JOHNSON CITY - Thoughts of taking on one more job before retirement have Dr. Ronald Franks considering a move from leading East Tennessee State University's Health Affairs Division.
"I have - at my age - one more opportunity," said Franks, ETSU's vice president for health affairs. "With the change in my responsibilities as a full-time vice president, if I stay here, I want to be sure this is the job I want to retire from.
"Probably the best way for me at least to know that for sure is to interview at a couple of places that have somewhat different responsibilities and see what fits best for me."
After nine years as ETSU's vice president for health affairs and medical dean, Franks left ETSU's James H. Quillen College of Medicine in September to concentrate full time on his expanding vice presidential duties.
As vice president for health affairs, he oversees Quillen, ETSU's College of Nursing, its College of Public and Allied Health, and the university's newest unit, the College of Pharmacy. The College of Public and Allied Health is evolving into two units, the ETSU College of Public Health, the first freestanding public health college in the state, and the College of Allied Health Sciences.
Franks, 61, is a candidate for three similar posts in other states.
"I allowed my name to go forward once I was secure that we had good leadership in our colleges in the health sciences and in particular that we had gotten through the first major hurdle as far as accreditation for the College of Pharmacy," he said.

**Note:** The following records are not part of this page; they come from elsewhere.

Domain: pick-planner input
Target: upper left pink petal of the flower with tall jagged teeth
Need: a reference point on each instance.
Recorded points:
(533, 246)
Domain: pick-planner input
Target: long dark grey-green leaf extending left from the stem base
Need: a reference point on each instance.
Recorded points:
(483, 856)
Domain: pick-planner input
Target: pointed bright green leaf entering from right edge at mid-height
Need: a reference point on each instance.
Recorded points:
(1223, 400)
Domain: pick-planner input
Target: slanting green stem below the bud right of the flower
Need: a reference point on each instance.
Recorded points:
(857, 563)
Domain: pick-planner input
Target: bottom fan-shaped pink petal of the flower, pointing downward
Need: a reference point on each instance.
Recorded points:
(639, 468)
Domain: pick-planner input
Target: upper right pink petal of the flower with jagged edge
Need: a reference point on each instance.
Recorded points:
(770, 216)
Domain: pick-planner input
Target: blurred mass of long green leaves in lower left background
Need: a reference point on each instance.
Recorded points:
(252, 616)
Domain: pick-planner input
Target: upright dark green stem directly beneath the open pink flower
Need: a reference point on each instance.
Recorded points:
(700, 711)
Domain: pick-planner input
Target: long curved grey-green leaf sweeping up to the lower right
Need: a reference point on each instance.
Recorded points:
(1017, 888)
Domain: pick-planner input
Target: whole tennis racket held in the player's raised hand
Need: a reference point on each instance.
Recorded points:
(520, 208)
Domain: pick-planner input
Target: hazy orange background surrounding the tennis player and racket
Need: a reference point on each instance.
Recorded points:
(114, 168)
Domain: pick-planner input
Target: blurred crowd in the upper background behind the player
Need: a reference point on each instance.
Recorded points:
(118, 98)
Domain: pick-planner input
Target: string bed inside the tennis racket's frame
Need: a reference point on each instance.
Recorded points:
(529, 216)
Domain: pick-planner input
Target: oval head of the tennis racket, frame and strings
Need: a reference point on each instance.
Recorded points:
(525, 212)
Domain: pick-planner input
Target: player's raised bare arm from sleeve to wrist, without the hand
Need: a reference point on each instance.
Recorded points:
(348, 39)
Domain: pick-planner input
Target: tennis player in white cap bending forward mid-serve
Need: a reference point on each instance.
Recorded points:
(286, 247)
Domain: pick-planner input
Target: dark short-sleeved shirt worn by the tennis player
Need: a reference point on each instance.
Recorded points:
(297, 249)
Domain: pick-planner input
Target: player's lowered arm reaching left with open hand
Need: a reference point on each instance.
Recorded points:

He will meet Wednesday and Thursday with a search committee in Mobile, Ala., for the health services leadership post at the University of South Alabama.
Along with overseeing academic units, the South Alabama post would include jurisdiction over the leadership at university hospitals, which would pose a new challenge for Franks.
In February, Franks was among the finalists in consideration to lead a new medical school's development in Scranton, Pa.
"Again, that would be something different than what I've done thus far," he said.
His experience at ETSU and with the Liaison Committee on Medical Education, the accrediting body for all U.S. and Canadian medical schools that award the doctor of medicine degree, led to his candidacy. Franks was named the LCME's co-chairman last summer.
The Scranton search remained open, and Franks expected to hear results soon.
He also has entered the presidency search at the University of Texas Medical Branch in Galveston, where current President John D. Stobo plans to step down Aug. 31. Interviews are scheduled for late March.
"I didn't put my name in for any of these positions," Franks said. "They contacted me, and I allowed my name to go forward as part of this review of what I want to do with my professional life."
Despite the job hunt, Franks said his career is not necessarily over at ETSU.
"Quite the contrary. In taking on the responsibility of full-time VP, I've launched into that with several initiatives," Franks said. "I very much enjoy the people I work with here."
Should he accept another job, Franks said, it would not be out of dissatisfaction at ETSU, but if he were to make a change, this would be the time to do it given his age and the stage of his career.
"If I stay here, I fully expect that I will retire here," he said.
Franks said he had not shared his candidacy for other jobs widely at ETSU, but some colleagues who were aware, including ETSU President Paul Stanton, had encouraged him to stay.
"That's been very positive, and I have to say how much I enjoy the working relationship with everyone at ETSU," Franks said. "That makes it extremely difficult to even look at other positions."